The recordings in this box were made in the 1960es and were stereo recordings and released on LP in stereo and in mono on the French Discophiles label and later in stereo by Nonesuch. About ten years ago they were finally released on CD by Accord. In my item of this Accord box the version of the Brandenburg concertos is unfortunately the mono version.

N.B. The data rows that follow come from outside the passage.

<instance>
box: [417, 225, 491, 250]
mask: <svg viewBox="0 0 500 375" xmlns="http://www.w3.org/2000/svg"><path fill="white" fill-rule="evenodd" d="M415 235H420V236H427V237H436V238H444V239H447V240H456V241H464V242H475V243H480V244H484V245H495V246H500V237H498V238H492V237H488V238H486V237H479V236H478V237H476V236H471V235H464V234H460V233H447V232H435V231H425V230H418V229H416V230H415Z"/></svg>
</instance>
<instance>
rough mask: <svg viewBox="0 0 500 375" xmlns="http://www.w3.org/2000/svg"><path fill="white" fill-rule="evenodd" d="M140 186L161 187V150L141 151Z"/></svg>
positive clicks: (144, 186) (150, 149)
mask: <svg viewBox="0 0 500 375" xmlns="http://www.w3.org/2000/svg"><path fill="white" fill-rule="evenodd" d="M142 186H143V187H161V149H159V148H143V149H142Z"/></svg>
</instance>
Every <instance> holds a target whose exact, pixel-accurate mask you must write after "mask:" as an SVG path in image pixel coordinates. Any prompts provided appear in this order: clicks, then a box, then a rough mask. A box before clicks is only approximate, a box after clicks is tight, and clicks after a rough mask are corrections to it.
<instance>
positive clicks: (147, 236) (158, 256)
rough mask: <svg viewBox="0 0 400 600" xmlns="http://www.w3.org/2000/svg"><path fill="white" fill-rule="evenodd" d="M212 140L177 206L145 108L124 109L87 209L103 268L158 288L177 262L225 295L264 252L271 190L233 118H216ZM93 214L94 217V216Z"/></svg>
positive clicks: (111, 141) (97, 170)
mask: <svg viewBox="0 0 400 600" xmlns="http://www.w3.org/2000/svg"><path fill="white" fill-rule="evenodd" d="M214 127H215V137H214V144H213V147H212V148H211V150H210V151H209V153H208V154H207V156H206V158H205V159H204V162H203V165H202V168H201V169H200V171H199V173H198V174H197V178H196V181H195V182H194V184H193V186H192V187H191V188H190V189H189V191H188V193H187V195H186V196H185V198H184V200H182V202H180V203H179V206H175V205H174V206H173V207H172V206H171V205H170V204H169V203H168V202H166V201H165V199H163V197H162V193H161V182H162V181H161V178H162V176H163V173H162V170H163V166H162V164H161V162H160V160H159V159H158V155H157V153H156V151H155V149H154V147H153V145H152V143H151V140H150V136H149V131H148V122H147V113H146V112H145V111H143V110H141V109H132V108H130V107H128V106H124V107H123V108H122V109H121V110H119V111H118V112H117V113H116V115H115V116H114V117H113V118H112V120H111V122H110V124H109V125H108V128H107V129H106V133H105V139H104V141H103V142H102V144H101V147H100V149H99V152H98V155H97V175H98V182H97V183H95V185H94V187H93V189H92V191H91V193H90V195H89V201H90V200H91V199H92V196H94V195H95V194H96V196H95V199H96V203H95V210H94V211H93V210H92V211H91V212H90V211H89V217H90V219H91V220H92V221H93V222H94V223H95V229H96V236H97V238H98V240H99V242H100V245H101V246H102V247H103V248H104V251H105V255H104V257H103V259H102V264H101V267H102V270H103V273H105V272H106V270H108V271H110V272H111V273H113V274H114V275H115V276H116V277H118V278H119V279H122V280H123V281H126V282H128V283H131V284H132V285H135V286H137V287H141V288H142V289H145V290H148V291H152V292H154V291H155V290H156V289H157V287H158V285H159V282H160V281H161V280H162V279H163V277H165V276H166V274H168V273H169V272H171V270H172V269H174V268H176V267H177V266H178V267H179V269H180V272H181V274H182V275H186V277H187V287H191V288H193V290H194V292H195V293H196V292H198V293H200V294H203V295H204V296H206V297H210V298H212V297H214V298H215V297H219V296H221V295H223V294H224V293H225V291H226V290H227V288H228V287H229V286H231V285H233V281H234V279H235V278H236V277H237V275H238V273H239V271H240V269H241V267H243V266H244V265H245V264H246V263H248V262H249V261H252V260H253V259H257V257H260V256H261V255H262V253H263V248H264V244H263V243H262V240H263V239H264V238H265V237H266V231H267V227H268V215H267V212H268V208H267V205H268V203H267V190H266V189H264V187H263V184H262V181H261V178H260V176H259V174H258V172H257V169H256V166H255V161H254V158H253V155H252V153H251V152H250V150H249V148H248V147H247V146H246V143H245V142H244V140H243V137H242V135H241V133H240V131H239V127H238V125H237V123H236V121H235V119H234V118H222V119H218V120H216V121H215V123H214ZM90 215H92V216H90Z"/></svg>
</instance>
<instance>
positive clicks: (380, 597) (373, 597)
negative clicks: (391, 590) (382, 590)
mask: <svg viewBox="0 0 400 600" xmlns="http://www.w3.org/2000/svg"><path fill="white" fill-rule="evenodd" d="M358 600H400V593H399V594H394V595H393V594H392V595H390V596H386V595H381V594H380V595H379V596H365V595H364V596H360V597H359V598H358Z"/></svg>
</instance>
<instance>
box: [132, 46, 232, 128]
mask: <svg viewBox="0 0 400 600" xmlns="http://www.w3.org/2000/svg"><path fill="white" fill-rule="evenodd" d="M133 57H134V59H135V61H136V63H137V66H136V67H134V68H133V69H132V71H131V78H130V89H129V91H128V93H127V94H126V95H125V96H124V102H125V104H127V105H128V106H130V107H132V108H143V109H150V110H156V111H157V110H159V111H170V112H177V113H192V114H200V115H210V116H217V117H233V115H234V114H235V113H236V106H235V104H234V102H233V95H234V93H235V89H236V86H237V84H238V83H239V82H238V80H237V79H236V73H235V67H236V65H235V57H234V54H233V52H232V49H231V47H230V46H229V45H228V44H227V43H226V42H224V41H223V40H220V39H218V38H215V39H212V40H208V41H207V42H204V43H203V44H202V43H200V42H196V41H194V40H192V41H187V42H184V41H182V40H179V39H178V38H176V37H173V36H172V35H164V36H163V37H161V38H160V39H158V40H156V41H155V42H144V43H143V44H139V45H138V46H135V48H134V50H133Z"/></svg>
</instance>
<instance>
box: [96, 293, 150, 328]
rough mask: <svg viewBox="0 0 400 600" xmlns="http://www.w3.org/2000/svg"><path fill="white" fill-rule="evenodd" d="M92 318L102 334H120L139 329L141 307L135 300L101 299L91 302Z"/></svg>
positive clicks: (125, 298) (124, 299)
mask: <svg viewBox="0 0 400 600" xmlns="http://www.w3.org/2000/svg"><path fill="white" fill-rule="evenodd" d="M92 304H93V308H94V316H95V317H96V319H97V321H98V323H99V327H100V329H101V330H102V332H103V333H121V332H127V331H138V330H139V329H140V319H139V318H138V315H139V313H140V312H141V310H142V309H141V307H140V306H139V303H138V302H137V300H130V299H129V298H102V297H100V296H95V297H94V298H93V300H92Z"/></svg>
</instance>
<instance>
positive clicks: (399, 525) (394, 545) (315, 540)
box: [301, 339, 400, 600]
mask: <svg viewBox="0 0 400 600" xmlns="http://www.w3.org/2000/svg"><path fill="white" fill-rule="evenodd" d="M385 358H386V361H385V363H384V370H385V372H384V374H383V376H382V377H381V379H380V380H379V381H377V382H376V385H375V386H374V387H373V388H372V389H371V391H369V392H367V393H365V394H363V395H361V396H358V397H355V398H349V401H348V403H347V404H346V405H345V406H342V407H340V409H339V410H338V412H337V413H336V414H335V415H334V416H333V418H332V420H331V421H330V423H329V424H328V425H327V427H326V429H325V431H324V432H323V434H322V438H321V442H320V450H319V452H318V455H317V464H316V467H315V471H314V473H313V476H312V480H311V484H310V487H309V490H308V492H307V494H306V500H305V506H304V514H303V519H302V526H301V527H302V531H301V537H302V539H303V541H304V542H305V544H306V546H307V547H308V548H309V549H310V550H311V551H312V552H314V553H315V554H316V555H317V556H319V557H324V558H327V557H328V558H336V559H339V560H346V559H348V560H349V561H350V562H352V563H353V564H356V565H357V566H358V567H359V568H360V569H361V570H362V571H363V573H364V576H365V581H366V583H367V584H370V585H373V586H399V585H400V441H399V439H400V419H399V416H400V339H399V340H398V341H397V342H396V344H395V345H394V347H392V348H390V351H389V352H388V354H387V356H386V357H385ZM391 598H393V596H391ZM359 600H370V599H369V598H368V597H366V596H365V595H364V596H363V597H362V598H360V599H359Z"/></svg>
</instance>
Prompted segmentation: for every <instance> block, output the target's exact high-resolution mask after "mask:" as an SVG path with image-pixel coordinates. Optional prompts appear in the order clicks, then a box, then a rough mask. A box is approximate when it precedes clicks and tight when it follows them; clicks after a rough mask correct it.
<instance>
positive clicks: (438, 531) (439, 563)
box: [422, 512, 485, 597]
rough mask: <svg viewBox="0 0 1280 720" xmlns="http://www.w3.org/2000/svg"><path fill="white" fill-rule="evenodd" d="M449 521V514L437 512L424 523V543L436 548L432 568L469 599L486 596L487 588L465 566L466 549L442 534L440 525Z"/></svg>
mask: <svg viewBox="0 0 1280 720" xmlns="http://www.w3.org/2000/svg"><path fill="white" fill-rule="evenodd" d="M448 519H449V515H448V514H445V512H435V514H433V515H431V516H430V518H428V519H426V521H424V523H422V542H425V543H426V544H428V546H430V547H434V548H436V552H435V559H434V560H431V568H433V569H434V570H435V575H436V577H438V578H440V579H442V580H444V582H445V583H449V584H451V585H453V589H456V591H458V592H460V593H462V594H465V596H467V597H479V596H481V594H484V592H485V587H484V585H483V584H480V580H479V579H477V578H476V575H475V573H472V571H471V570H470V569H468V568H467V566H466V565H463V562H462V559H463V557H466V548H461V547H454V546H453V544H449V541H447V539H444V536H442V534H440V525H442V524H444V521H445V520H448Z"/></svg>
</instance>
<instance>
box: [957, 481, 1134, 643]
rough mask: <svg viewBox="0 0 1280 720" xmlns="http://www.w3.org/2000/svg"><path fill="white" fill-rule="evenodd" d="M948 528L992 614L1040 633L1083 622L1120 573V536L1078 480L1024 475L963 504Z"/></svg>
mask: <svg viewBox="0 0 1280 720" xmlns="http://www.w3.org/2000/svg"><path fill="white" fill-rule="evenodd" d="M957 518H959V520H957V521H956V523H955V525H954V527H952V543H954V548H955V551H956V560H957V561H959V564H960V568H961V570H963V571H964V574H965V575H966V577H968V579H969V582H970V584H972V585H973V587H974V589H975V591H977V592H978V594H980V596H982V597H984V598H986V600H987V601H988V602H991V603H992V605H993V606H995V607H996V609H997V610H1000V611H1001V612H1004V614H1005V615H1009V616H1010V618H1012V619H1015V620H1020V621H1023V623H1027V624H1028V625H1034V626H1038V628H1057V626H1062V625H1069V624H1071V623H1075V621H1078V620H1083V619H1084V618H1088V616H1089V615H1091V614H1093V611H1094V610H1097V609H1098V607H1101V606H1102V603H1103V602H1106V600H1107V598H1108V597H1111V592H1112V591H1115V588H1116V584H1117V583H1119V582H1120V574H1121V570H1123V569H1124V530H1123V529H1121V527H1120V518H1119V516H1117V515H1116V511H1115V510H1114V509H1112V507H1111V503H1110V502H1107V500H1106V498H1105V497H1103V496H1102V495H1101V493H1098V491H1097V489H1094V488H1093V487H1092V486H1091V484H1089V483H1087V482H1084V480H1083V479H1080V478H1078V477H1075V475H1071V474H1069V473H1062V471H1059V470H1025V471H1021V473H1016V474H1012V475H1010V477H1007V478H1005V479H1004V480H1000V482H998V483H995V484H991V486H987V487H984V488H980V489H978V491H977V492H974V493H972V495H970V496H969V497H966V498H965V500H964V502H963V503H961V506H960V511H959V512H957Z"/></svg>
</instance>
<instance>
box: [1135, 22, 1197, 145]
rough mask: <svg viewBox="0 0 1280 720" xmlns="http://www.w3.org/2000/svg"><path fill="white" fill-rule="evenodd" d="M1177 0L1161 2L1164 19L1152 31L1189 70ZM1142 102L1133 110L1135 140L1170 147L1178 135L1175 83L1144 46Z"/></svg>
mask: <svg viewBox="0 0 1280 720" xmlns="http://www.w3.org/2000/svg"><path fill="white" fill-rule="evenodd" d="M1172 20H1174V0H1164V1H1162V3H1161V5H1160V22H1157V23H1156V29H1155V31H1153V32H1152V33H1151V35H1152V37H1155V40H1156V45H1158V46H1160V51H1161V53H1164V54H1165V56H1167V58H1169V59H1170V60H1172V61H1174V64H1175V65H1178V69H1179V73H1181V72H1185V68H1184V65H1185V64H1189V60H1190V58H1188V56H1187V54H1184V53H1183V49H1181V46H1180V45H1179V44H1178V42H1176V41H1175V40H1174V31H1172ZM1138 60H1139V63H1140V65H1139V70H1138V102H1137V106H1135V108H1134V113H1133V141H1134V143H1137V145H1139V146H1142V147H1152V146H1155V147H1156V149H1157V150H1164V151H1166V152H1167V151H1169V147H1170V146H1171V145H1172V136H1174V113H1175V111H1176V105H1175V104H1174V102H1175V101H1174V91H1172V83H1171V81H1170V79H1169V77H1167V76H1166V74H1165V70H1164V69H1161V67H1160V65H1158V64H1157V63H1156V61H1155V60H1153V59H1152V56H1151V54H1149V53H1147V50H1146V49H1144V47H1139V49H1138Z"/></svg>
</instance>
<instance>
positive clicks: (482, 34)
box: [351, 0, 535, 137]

What about yours?
Reality trumps our fantasy far beyond imagination.

NikF

Saint-Saens: Symphonie n°2 - Martinon/Orchestre National de lORTF.

[asin]B007762J3Q[/asin]
"You overestimate my power of attraction," he told her. "No, I don't," she replied sharply, "and neither do you".

ComposerOfAvantGarde

Symphony no. 2



Pacey, exciting colourful, lovely soloistic writing, chamber writing and tutti orchestral writing....is this the French symphony that has everything? (Besides Turangalîla of course 8) )

ComposerOfAvantGarde

Dean's Violin Concerto The Lost Art of Letter Writing a chunky, colourful, emotional, fun composition, and definitely my favourite violin concerto.


NikF

Saint-Saens: Piano Concerto 2 - Rubinstein/Wallenstein/Symphony of the Air.

[asin]B000003FEC[/asin]

I think this is the only recording I have that features Rubinstein, but I've my eye on the 'Great Concertos' box.
"You overestimate my power of attraction," he told her. "No, I don't," she replied sharply, "and neither do you".

Mirror Image

Quote from: ComposerOfAvantGarde on February 05, 2016, 02:58:43 AM
Dean's Violin Concerto The Lost Art of Letter Writing a chunky, colourful, emotional, fun composition, and definitely my favourite violin concerto.



Your favorite violin concerto of all-time? ???